Source's full-service approach allows customers to rely on its logistics platform to increase reliability of supply and to ensure the timely delivery of frac sand and other bulk completion materials at the wellsite.

Important information

These results should be read in conjunction with Source's audited consolidated financial statements for the years ended Dec. 31, 2023, and Dec. 31, 2022, together with the accompanying notes, and its corresponding MD&A for such periods. The financial statements and MD&A and other information relating to Source, including the annual information form, are available under the company's SEDAR+ profile. The financial statements and comparative statements have been prepared in accordance with IFRS as issued by the International Accounting Standards Board. Unless otherwise stated, all amounts are expressed in Canadian dollars.

Non-IFRS measures

In this news release, Source has used the terms free cash flow, adjusted gross margin and adjusted EBITDA, including per metric tonne, which do not have standardized meanings prescribed by IFRS, and Source's method of calculating these measures may differ from the method used by other entities and, accordingly, the measures may not be comparable with similar measures presented by other companies.

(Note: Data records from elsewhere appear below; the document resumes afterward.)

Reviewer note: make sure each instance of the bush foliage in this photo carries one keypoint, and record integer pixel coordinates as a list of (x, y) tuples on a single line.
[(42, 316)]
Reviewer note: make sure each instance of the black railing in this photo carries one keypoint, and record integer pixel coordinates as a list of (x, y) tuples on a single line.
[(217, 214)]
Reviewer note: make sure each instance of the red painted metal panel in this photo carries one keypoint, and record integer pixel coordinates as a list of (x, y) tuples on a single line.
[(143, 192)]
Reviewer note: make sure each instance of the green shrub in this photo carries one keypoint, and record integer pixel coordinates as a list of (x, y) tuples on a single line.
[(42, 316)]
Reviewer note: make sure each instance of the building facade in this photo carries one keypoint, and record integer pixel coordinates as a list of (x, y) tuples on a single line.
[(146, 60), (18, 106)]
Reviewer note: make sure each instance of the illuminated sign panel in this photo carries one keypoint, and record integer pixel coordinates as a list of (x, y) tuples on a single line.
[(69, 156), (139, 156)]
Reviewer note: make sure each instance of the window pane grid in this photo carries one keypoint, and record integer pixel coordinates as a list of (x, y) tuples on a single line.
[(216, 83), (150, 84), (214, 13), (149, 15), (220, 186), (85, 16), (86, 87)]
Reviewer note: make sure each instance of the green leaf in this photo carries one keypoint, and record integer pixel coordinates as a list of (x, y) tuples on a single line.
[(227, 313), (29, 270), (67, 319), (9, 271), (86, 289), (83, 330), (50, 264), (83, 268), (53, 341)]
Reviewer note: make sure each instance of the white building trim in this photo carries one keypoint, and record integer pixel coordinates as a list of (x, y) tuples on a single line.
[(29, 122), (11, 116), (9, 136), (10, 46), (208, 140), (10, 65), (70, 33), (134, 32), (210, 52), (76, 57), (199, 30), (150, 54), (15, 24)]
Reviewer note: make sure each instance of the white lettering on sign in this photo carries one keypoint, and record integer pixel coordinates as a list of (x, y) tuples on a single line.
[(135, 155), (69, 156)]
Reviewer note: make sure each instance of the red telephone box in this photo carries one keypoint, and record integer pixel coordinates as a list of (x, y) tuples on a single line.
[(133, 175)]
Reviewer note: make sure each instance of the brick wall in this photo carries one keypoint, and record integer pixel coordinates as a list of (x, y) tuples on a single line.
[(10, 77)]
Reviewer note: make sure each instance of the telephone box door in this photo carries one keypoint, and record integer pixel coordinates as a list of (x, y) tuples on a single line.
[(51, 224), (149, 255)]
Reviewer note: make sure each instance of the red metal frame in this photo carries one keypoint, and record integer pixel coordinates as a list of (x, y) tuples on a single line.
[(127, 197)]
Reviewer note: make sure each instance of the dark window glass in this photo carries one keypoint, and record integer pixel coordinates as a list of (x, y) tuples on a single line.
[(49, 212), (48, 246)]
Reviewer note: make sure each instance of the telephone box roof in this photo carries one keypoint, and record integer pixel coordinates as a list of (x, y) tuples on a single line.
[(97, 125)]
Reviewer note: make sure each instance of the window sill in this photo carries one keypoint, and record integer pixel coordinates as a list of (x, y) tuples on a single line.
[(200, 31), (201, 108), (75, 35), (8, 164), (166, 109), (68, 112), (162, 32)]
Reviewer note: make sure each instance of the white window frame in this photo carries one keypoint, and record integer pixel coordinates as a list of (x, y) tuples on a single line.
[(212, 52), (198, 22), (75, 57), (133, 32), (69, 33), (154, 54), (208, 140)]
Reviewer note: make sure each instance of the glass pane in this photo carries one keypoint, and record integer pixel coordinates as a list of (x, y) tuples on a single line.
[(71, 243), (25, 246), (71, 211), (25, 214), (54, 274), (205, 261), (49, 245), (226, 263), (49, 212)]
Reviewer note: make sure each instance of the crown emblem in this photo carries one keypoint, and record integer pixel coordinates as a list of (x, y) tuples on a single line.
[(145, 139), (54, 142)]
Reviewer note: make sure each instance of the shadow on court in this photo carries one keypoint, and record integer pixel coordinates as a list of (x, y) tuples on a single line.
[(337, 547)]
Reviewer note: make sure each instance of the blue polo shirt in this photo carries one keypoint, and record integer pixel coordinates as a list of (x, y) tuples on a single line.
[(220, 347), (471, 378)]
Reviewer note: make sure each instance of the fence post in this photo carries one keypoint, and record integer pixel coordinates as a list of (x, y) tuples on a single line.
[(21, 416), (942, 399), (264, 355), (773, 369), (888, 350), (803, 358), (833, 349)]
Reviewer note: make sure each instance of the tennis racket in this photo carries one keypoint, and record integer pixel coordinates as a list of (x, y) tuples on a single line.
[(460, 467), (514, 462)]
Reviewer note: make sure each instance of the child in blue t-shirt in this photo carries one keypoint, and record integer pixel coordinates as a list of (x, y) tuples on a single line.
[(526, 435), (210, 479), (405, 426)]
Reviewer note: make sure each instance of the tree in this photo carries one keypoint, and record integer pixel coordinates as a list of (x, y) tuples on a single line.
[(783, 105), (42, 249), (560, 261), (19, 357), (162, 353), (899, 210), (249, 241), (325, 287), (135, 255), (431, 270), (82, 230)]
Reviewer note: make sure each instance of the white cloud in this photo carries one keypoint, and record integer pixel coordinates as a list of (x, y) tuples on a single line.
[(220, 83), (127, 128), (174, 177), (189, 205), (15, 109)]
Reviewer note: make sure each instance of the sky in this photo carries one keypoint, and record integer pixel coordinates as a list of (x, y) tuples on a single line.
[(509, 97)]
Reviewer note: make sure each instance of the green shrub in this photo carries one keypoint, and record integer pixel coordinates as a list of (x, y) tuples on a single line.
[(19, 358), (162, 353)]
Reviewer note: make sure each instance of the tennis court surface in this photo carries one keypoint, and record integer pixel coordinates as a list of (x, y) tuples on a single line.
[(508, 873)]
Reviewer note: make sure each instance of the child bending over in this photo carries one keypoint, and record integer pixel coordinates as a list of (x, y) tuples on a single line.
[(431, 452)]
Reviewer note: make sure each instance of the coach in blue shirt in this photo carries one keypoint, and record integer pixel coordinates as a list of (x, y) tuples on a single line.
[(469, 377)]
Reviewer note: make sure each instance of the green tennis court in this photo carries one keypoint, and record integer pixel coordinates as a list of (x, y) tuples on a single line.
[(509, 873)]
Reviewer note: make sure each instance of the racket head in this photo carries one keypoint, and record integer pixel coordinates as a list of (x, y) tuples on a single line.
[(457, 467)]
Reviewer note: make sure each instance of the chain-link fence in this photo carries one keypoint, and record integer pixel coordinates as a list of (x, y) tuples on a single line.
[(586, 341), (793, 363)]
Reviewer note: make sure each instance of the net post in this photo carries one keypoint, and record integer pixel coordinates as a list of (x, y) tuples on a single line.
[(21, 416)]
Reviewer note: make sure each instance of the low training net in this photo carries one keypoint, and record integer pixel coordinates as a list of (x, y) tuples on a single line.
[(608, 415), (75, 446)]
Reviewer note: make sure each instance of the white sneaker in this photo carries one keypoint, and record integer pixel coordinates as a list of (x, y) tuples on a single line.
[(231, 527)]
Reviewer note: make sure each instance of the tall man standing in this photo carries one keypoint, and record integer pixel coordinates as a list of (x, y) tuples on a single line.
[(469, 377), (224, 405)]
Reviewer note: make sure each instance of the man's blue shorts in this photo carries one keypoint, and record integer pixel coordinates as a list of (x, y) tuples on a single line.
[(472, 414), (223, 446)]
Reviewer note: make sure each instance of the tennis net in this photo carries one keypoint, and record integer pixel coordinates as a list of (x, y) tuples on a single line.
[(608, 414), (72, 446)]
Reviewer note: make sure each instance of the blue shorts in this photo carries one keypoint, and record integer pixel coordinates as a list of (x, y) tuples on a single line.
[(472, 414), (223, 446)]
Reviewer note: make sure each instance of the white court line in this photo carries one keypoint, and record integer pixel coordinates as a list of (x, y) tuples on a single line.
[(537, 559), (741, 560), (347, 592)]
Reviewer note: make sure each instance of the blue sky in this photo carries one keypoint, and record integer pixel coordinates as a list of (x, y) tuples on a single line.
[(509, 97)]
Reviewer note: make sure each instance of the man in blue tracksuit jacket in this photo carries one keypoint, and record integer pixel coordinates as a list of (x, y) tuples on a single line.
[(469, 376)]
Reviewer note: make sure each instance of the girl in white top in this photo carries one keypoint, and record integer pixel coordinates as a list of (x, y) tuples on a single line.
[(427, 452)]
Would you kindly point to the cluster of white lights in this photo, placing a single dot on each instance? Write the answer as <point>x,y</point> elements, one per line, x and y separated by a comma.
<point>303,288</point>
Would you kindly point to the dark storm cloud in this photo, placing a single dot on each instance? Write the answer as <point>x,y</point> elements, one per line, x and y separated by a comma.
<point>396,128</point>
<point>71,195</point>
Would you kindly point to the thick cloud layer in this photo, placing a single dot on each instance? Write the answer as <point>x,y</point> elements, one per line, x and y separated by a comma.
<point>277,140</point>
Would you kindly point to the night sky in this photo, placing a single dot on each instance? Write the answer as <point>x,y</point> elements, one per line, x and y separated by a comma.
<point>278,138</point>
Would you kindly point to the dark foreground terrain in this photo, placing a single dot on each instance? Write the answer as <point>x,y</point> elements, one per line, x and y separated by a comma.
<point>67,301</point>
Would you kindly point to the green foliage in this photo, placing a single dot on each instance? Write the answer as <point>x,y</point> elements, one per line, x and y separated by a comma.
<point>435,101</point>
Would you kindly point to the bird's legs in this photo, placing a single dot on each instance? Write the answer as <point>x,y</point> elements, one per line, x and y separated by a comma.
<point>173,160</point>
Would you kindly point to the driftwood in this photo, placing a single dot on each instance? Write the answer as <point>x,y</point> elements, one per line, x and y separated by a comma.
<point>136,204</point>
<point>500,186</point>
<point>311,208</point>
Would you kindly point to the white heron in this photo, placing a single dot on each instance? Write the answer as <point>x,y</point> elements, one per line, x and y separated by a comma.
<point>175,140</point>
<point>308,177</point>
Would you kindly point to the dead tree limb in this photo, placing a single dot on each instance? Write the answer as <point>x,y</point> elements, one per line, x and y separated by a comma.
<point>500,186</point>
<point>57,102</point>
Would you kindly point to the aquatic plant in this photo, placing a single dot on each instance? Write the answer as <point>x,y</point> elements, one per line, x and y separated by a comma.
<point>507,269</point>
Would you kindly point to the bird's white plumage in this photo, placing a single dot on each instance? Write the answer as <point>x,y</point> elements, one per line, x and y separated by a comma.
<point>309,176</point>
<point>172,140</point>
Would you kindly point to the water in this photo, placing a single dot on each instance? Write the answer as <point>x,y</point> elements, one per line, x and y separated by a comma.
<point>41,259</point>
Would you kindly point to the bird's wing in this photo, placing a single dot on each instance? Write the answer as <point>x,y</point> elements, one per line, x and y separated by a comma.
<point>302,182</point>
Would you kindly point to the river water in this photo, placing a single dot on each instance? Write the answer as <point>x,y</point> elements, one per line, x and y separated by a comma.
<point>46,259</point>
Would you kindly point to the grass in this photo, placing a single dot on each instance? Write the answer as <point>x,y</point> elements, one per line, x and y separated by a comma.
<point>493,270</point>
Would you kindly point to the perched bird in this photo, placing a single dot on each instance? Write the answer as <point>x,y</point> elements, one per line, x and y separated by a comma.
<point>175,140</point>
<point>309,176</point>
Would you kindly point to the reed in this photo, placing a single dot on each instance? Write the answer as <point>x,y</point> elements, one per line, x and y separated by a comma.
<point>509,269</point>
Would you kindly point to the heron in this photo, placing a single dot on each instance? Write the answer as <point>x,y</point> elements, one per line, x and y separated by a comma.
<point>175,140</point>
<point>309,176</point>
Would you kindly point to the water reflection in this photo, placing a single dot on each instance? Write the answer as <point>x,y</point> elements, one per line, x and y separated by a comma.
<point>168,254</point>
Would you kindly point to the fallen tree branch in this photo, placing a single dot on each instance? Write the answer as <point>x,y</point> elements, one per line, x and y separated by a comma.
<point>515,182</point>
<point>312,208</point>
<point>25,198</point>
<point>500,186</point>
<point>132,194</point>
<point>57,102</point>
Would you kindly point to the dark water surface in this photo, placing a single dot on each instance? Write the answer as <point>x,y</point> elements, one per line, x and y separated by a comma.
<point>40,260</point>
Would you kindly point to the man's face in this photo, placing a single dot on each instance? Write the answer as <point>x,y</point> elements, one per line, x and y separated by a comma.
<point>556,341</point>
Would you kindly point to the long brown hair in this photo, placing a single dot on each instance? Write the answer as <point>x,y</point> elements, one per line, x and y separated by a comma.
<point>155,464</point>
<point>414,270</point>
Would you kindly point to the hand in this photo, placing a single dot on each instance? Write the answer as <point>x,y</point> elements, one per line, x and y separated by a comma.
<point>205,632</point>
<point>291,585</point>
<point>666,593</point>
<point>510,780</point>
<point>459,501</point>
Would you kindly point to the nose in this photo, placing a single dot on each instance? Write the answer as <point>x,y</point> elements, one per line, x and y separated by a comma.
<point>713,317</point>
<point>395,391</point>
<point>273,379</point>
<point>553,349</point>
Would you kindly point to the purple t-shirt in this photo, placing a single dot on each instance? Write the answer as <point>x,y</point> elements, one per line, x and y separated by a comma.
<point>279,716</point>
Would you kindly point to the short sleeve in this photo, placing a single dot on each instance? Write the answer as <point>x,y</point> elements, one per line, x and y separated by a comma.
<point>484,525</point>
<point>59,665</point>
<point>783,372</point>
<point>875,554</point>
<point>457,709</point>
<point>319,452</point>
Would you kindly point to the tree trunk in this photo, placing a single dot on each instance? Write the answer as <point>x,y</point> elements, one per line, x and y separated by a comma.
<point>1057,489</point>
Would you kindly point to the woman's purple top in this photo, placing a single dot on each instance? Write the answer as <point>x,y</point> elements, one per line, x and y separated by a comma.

These financial measures should not be considered as an alternative to, or more meaningful than, net income (loss) and gross margin, respectively, which represent the most directly comparable measures of financial performance as determined in accordance with IFRS.

For additional information regarding non-IFRS measures, including their use to management and investors, their composition, and a discussion of changes to either their composition or label, if any, please refer to the non-IFRS measures section of the MD&A, which is incorporated herein by reference.